I’ve always been a believer that certain styles of music should be listened to at loud volumes, and no other genre of music do I believe this to be applicable than “stoner rock”, the genre derived from a world not many have experienced I can assume.
The sound is visceral, something you don’t forget at any point throughout listening to an album with said coined term, this isn’t any different for veteran stoner band Fu Manchu, whose new album “Clone Of The Universe “comes out February 9th on the relatively unheard of At The Dojo Records.

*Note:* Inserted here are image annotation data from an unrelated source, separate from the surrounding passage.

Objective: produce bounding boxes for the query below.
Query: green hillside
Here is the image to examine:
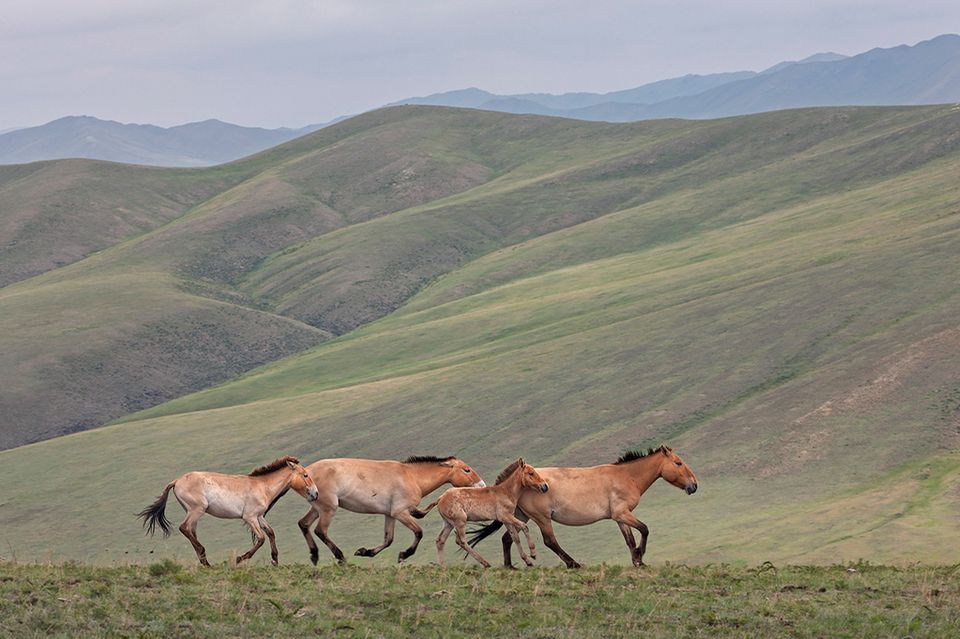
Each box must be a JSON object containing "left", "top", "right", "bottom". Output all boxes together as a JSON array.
[{"left": 0, "top": 107, "right": 960, "bottom": 564}]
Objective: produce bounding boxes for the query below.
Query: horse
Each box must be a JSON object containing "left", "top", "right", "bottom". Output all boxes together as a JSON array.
[
  {"left": 424, "top": 457, "right": 549, "bottom": 568},
  {"left": 299, "top": 456, "right": 486, "bottom": 565},
  {"left": 137, "top": 455, "right": 317, "bottom": 566},
  {"left": 470, "top": 446, "right": 697, "bottom": 568}
]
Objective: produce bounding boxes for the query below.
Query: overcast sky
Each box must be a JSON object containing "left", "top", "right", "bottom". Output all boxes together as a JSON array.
[{"left": 0, "top": 0, "right": 960, "bottom": 130}]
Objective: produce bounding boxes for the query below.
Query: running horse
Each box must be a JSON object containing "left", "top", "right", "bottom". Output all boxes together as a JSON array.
[
  {"left": 137, "top": 455, "right": 317, "bottom": 566},
  {"left": 470, "top": 446, "right": 697, "bottom": 568},
  {"left": 424, "top": 457, "right": 549, "bottom": 568},
  {"left": 299, "top": 456, "right": 486, "bottom": 565}
]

If you’re not familiar with this band, they’re considered to be one of the pioneers of the stoner rock movement, being one of the first bands to ease up on the earthquake fuzz of Sludge Punk icons such as The Melvins and early Swans, incorporating a groovier, more free spirited form of rock and writing songs about skateboarding, substances and Psychedelia to a genre that usually possesses a certain dark overtone.
It may come as a little surprise to hear then, that Fu’s new album borders more on an experimental element than a typical riff driven affair, the albums first example of this comes from the second track in “(I’ve been) Hexed” offering the listener a heavier and catchier affair that itches for a repeated listen, for new listeners, this track certainly allows a little spark to keep you close.
The album’s title track boasts a little more of a typical affair, with Fu doing what they do best, adding the pummelling crunch on the two lead guitars and the driving force of the drums and bass to the mix, with frontman Scott Hill offering what appears to be twisted visions of an alien who isn’t what he appears to be to others, something we can all relate to sometimes.
The second example of experimentation comes from the albums fifth piece “Nowhere Left To Hide”, easily the best track on the album, the band all pitches in to a quiet and doom- laden driving piece, given ode to the classic loud and quiet method taken upon by countless other bands in the Alternative label. The song’s lyrics invoke paranoia, forcing you to except your situation and face the thing that you know will eventually get you.
The last instalment of Progressive interest comes from the albums closer, the epic “Il Mostro Atomico” which clocks in at roughly Eighteen minutes in length, although respectfully, that can feel like longer. Whereas expansive long- running Alternative rock marathons can be an albums highlight, the track falls short around the five minute mark, where the same jam becomes layered with Blue Cheer style freeze and veers off into an even quicker experience of Psychedelia.
The song manages to pull through with some of these twists and turns, with Scott Reeder, the bands Drummer, pulling the punches above even the meatiest guitar tones, it rewards perhaps a fresh listener with a first time experience of what a marathon song of Alternative Rock jams can be like, but would recommend patience for this closing track.
The band brings to the table a strong example of true Stoner Metal music and proves to listeners that while other respected artists of this fine craft may have perhaps disintegrated into the Urban legend (Monster Magnet) or moved onto sheer fame unimaginable to bands of the Underground (Queens Of The Stone Age), Fu Manchu is still going strong and respected by many for bringing the desert lights and the generator parties to masses.